Член «Фатах» с удивлением поднял на него глаза.

«Да, конечно, – сказал он. – Я сражался с твоим отцом. Пойдем со мной».

Сабри тотчас посадили в машину, и шофер помчал их по столице Иордании на конспиративную квартиру. Там он представил Сабри маленькому невзрачному мужчине по имени Ясир Арафат.

«Я ждал тебя, – сказал Арафат. – Я знал твоего отца. Это был великий человек».

Сабри улыбнулся. Он привык слышать комплименты своему отцу. Всю свою жизнь он слышал рассказы о героических подвигах великого военачальника из Бейт-Сайеда и о том, как евреи, чтобы наказать крестьян, поддерживавших его отца, стерли с лица земли деревню и отправили ее обитателей в эмиграцию. У Сабри аль-Халифы было мало общего с большинством его братьев-беженцев. Он вырос в хорошем районе Бейрута и учился в лучших школах и университетах Европы. Помимо своего родного арабского, он свободно говорил по-французски, по-немецки и по-английски. Космополитическое воспитание делало его весьма ценным для палестинского дела. Ясир Арафат не собирался давать ему прохлаждаться.

«В „Фатах“ полно предателей и коллаборационистов, – сказал Арафат. – Всякий раз как мы отправляем команду в атаку через границу, евреи уже ждут нас. Если мы намерены стать эффективной боевой силой, нам надо очистить наши ряды от предателей. Я думаю, подобная работа была бы как раз по тебе, учитывая, что произошло с твоим отцом. Его ведь предал коллаборационист, верно?»

Сабри кивнул. Ему тоже рассказывали, как все произошло.

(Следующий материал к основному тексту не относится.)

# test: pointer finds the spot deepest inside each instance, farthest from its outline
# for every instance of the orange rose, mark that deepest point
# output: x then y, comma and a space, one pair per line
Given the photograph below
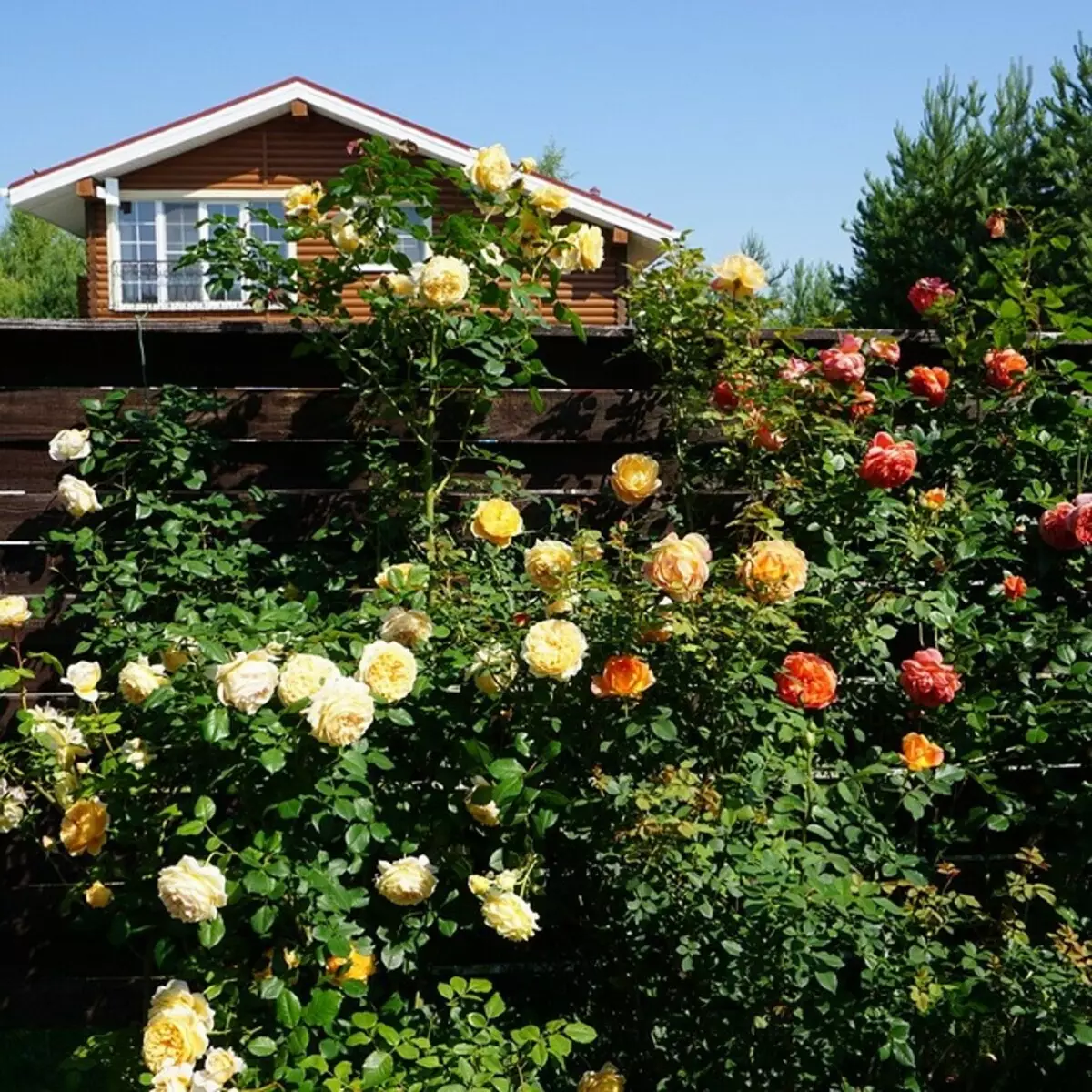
1015, 588
1002, 366
920, 753
774, 571
929, 383
622, 677
888, 464
806, 681
928, 681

«Станешь работать на меня? – спросил Арафат. – Станешь сражаться ради твоего народа, как это делал твой отец?»

Сабри тотчас приступил к работе в Джихазаль-Рашд, разведывательной ветви «Фатах». За месяц после получения задания он выявил двадцать палестинцев-коллаборационистов. Сабри поставил себе целью присутствовать при казни и всегда лично производил последний выстрел в каждую жертву в качестве предупреждения тем, кто выбирал предательство революции.

После того как Сабри проработал полгода в Джихаз аль-Разд, Ясир Арафат снова вызвал его. Их встреча состоялась на другой конспиративной квартире. Лидер «Фатах», опасаясь израильских убийц, каждую ночь спал в другой постели. Хотя Сабри в тот момент и не знал этого, он вскоре будет жить такой же жизнью.

«У нас есть планы для тебя, – сказал Арафат. – Совсем особые планы. Ты станешь великим человеком. Твои достижения станут соперничать даже с деяниями твоего отца. Скоро весь мир узнает имя Сабри аль-Халифа».

«Какие же это планы?»

«Со временем узнаешь, Сабри. Для начала нам надо тебя подготовить».

Его направили на полгода в Каир для интенсивного обучения терроризму под присмотром египетской тайной полиции «Мухабарат». В Каире его познакомили с молодой палестинкой по имени Рима, дочерью старшего офицера «Фатах». Их брак выглядел идеальным, их быстро обвенчали в присутствии лишь членов «Фатах» и офицеров египетской разведки. Через месяц Сабри вызвали в Иорданию для начала следующей фазы обучения. Он оставил Риму в Каире с ее отцом, и хотя в тот момент понятия не имел об этом, она была уже беременна его сыном. Родился он в грозное для палестинцев время – в сентябре 1970 года.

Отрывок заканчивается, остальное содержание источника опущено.